Prawn toast
Recipe by: Off the Wharf Seafood Precinct
INGREDIENTS
- 750g local green king prawns (approximately 16 pieces)
- 1 tablespoon corn starch
- 20g spring onions
- 1 teaspoon oyster sauce
- A few drops of sesame oil
- 1/2 teaspoon salt
- 1/2 teaspoon pepper
- 1/2 teaspoon sugar
- 1/2 egg white
- 1/2 teaspoon stock powder (optional)
- White bread (half loaf)
- Sesame seeds
METHOD
- Start by peeling and deveining half of the prawns, leaving the tails intact. Peel the remaining prawns, removing the shell.
- Cut these prawns into fine mince. In a bowl, place the mince and all the above ingredients (excluding the bread) and mix with your hands. Continue mixing until the texture firms up and feels bouncy.
- Slice the top of the prawn body ¾ of the way through, leaving a small section uncut closest to the tail. Press the meat down so the prawn meat is flattened but has not completely broken through. Cut the crusts off each slice of bread and divide into quarters.

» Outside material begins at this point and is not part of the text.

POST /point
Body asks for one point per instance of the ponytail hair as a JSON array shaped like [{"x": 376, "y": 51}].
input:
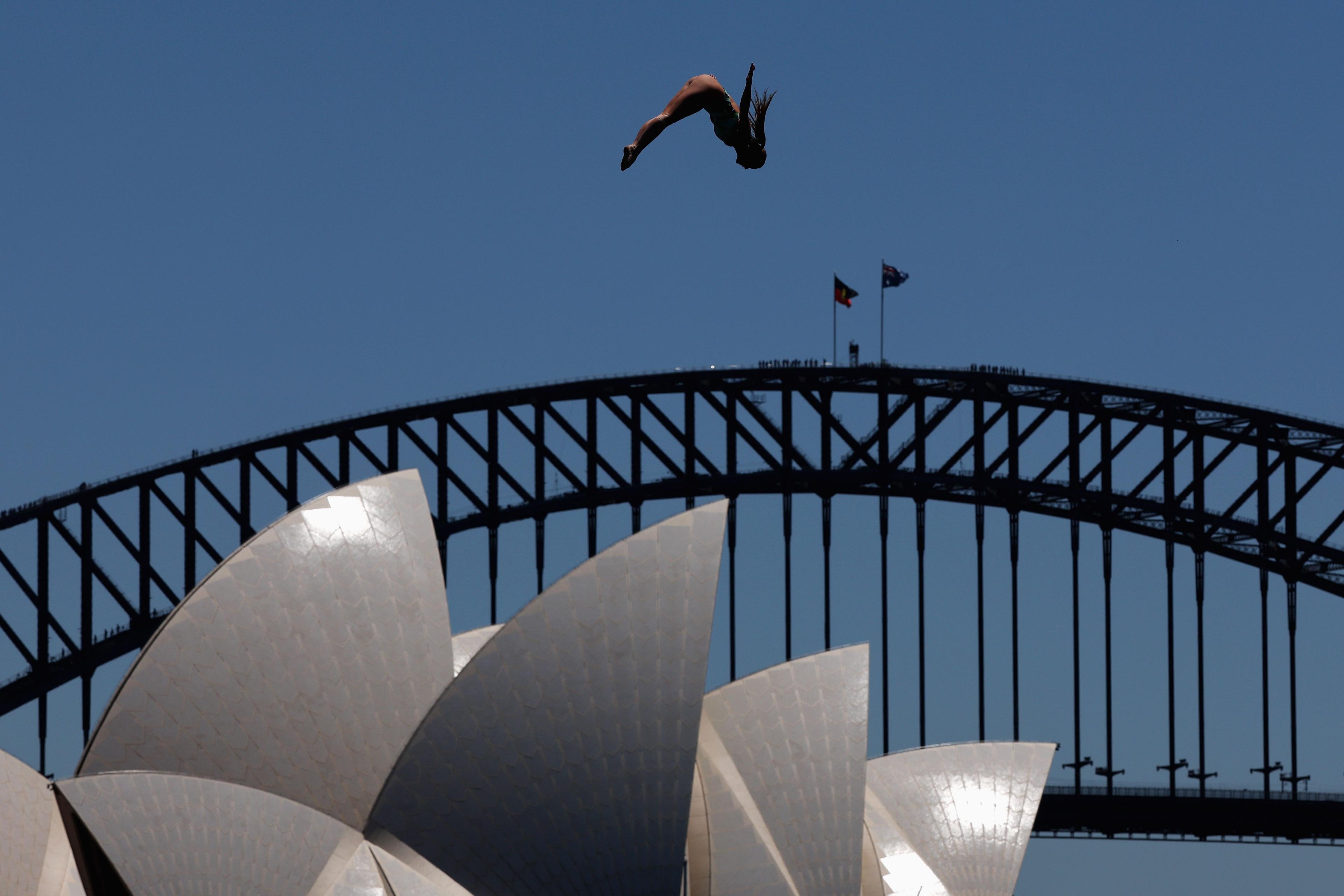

- Add a small amount of the prawn mince to the top of the bread and lay the prawn tail side up so the body of the prawn adheres to the bread. Add additional prawn mince to encapsulate the top of the prawn, leaving the bottom of the bread exposed. Add a skewer through the prawn tail and bend it back into itself for decorative purposes.
- Top with sesame seeds and fry in hot oil (170°C) for 5 minutes or until golden brown. Serve with a wedge of lemon or your favourite dipping sauce.